Toutefois, ce succès doit être relativisé: le dernier trimestre intègre les comptes de la Société Marseillaise de Crédit (SMC), acquise par la Société Générale en septembre 2010. La SMC a apporté ses 171.000 clients au Crédit du Nord, qui en compte désormais deux millions.

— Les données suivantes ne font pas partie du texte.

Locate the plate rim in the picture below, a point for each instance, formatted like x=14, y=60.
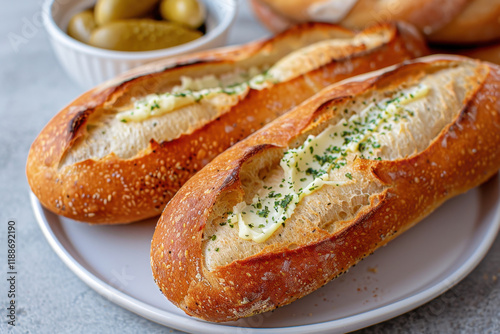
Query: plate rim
x=350, y=323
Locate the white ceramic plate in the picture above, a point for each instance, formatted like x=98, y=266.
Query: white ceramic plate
x=413, y=269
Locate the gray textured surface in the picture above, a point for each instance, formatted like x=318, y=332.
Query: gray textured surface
x=51, y=299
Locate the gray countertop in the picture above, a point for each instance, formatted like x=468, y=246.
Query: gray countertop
x=50, y=298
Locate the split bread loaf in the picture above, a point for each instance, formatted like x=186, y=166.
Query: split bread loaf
x=299, y=202
x=118, y=153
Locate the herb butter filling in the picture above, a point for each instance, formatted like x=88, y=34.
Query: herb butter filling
x=193, y=90
x=308, y=167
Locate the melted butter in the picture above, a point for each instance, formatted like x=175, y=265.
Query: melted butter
x=298, y=62
x=308, y=167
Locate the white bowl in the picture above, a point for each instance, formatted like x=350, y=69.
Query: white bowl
x=89, y=66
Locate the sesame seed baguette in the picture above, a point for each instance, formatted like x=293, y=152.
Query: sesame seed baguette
x=447, y=141
x=89, y=165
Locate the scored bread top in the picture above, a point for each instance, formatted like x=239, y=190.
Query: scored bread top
x=87, y=166
x=436, y=156
x=312, y=220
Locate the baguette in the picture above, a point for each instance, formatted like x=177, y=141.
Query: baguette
x=408, y=139
x=118, y=153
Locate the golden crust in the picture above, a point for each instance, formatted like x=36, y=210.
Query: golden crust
x=479, y=22
x=415, y=186
x=113, y=190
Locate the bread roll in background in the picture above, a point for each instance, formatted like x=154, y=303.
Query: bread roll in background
x=460, y=22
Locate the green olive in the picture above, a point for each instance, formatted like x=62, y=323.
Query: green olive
x=141, y=35
x=112, y=10
x=81, y=25
x=190, y=13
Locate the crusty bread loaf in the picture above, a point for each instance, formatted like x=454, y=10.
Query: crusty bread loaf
x=428, y=130
x=450, y=21
x=489, y=53
x=119, y=152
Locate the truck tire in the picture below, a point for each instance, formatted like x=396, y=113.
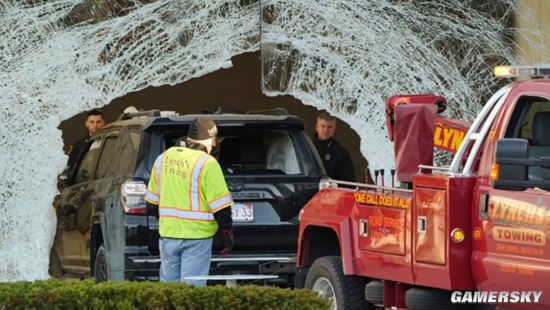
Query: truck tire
x=326, y=277
x=374, y=292
x=431, y=299
x=101, y=270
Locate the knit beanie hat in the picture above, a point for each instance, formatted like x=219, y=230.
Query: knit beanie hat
x=202, y=128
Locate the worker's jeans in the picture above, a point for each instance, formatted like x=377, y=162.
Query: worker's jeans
x=182, y=258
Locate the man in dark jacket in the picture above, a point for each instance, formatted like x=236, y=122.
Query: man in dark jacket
x=94, y=121
x=336, y=159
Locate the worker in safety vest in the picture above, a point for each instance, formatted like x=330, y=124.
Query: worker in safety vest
x=188, y=190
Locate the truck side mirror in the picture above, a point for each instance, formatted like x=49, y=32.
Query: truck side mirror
x=511, y=165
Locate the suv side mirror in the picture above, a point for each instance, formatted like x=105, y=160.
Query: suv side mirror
x=63, y=179
x=511, y=166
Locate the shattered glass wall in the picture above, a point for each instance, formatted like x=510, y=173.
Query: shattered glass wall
x=61, y=57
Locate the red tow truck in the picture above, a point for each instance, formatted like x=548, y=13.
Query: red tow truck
x=469, y=234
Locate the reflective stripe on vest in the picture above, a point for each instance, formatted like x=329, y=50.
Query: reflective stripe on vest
x=220, y=202
x=155, y=197
x=185, y=215
x=195, y=182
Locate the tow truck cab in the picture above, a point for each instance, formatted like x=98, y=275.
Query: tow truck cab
x=478, y=224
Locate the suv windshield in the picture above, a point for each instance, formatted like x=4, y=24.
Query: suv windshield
x=250, y=150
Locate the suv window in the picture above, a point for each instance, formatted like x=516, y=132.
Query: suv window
x=249, y=151
x=87, y=166
x=104, y=160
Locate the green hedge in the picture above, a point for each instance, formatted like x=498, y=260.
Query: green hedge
x=55, y=294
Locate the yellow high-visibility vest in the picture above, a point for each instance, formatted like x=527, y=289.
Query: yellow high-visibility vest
x=188, y=186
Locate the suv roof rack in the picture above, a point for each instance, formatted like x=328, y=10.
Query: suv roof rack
x=276, y=111
x=140, y=114
x=220, y=111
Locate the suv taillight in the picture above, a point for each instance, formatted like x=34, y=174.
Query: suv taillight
x=133, y=197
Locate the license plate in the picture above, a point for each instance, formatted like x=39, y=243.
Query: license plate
x=242, y=212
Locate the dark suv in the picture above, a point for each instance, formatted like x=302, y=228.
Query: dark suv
x=104, y=229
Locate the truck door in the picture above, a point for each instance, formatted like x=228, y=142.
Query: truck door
x=74, y=210
x=510, y=230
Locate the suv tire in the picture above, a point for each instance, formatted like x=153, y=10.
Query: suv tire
x=55, y=269
x=101, y=270
x=326, y=276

A périmètre constant, les comptes sont moins reluisants, tout en demeurant bien orientés: le PNB progresse de 5%, le résultat d’exploitation de 8,3%, tandis que le bénéfice net se stabilise (+0,2%).
L’autre enseigne française du groupe Société Générale, Boursorama, qui a publié ses comptes la semaine dernière, affiche la croissance commerciale la plus dynamique: la banque en ligne a enregistré plus de 60.000 ouvertures de comptes courants et 45.000 ouvertures de comptes d’épargne en 2011. Les dépôts sur comptes courants ont crû de 18% à 636 millions d’euros et ceux sur compte d'épargne bancaire de 37% à 1,7 milliard.
Comme l’a indiqué son PDG Frédéric Oudéa lors de la publication des comptes annuels du groupe, la Société Générale compte plus que jamais sur la banque de détail pour servir de relais de croissance. La banque de financement et d’investissement du groupe ne sera «plus en mesure de générer huit milliards d’euros de revenus par an», contrairement aux années fastes, avant le scandale Kerviel en janvier 2008.
Une telle place dévolue aux réseaux français, à côté des réseaux internationaux aux destins inégaux, peut paraître curieux, étant donné la maturité du marché français et les perspectives économiques incertaines. Frédéric Oudéa a justifié ce point de vue en soulevant que la France était le premier marché d’Europe occidentale et qu’elle devrait le rester grâce à sa démographie. «Nous avons gagné, en chiffre net, 243.000 nouveaux clients particuliers en France en 2011; nous avons le même objectif pour 2012», a-t-il ajouté. Mais la vigueur des réseaux France repose assez peu sur l’enseigne Société Générale proprement dite.